# Registration issues on press



## OtherTees (Sep 12, 2016)

Looking for some input regarding registration issue. We're printing on sportsman, 3 color job. 1 color flash, second color, flash and third color. We have the design registered perfectly but there's inconsistency when running the print. Let's say three shirts print perfectly and then suddenly 2 next ones are out of registry :/ On each rotation there are few shirts registered and few shirts misregistered.

Does someone had similiar problem? I'm thinking the problem might be shirts shrinkage due to flash cure, unleveled platens or mesh tension maybe? Thanks for any help.


----------



## Rabbidsquirrel13 (Jul 27, 2015)

You should check to see if it's happening on the same pallets every time or on random pallets. 

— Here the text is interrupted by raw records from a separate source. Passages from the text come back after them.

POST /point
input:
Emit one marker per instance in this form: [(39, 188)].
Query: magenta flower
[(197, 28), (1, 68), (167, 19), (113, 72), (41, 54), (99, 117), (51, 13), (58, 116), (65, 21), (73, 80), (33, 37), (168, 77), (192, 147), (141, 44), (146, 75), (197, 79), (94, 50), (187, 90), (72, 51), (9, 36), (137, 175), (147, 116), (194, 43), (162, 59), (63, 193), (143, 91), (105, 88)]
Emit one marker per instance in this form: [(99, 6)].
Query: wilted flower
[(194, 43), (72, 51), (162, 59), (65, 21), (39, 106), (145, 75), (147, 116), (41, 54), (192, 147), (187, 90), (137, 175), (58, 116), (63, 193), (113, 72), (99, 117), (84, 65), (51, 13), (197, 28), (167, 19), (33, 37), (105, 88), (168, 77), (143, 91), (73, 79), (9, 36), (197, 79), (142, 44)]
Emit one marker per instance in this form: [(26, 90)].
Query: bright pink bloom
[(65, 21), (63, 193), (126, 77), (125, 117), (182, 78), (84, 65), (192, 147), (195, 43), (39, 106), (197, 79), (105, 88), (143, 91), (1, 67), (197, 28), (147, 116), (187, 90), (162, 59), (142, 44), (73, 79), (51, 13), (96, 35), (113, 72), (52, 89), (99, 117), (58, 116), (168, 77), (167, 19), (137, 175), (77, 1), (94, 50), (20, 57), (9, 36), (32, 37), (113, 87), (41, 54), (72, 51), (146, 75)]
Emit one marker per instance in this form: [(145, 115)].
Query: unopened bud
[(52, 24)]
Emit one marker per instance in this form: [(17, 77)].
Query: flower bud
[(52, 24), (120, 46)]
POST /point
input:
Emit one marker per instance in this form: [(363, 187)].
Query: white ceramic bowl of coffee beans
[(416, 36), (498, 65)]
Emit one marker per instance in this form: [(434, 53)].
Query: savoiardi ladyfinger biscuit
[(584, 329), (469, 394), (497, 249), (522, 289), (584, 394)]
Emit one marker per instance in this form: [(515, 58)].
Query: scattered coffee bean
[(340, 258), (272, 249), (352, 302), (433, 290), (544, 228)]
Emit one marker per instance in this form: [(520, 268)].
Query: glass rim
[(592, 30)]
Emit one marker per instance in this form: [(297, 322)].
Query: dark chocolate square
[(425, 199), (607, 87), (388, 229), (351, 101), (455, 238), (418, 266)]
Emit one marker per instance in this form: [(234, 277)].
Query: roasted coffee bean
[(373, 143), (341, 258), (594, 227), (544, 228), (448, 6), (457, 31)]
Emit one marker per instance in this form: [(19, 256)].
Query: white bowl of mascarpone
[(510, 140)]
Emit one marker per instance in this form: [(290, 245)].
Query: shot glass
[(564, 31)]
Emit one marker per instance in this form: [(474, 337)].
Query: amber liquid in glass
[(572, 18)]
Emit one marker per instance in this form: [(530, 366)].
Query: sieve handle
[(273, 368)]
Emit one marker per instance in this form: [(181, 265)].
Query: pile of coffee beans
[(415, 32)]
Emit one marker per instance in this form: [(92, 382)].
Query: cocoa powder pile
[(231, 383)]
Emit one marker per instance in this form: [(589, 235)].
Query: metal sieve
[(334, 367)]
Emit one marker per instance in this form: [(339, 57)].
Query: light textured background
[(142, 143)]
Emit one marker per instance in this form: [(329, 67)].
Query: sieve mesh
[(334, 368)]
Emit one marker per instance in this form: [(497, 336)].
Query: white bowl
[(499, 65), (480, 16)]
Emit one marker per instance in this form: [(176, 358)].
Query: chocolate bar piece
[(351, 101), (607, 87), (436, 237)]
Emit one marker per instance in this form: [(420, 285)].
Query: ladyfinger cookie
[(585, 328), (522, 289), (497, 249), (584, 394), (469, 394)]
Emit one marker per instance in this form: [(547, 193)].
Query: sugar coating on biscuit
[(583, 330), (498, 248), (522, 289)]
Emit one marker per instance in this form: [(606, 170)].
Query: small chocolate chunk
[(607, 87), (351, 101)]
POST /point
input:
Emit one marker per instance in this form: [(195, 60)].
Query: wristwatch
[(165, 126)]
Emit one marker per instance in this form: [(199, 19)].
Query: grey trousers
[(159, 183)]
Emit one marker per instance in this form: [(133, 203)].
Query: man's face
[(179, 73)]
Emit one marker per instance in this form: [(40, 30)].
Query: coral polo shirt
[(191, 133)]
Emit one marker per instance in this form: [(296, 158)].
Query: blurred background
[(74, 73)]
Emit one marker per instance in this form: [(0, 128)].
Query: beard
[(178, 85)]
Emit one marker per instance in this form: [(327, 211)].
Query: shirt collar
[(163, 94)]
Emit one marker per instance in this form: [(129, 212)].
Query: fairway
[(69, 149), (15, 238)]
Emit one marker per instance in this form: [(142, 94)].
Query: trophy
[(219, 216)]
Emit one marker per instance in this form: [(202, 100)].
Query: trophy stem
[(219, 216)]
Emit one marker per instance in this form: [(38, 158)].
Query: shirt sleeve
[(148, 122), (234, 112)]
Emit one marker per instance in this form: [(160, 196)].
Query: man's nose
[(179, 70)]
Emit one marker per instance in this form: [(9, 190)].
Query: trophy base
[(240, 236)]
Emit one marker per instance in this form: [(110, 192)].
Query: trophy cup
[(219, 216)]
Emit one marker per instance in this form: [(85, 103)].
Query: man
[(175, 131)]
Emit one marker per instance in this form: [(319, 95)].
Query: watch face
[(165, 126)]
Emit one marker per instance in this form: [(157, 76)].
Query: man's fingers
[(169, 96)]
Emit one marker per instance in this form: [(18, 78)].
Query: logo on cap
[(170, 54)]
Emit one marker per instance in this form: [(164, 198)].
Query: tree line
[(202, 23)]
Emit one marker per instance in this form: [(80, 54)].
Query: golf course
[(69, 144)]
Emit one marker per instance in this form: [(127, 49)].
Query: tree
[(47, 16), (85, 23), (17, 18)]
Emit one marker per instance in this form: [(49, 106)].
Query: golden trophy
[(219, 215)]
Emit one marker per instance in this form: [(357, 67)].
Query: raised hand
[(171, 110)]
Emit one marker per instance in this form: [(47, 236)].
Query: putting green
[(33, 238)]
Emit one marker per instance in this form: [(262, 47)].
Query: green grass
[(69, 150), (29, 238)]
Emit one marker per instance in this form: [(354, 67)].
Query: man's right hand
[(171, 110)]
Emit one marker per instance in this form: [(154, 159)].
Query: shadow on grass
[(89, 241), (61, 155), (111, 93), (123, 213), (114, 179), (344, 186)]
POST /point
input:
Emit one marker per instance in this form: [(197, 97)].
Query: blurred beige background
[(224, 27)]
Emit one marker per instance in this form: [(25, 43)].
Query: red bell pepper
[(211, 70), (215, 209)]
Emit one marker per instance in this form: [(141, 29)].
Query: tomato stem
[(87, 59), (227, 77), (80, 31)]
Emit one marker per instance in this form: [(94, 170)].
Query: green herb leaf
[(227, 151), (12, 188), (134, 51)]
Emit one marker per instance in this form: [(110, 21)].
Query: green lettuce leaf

If it's on the same pallets then there is an issue with the individual pallet or the pallet arm not being secured properly. 

If it is happening on random pallets then it is either a tack problem (watch the shirt as it separates from the screen to see if the screen is pulling it away from the pallet after the print) or your micro-registration system is not holding in place every time.

In my experience this is usually a tack issue. Make sure to preheat and make sure the t-shirt is sticking properly to the pallet (thicker inks and larger print areas will pull the shirt off of the pallet more than thinner inks and smaller print areas)


----------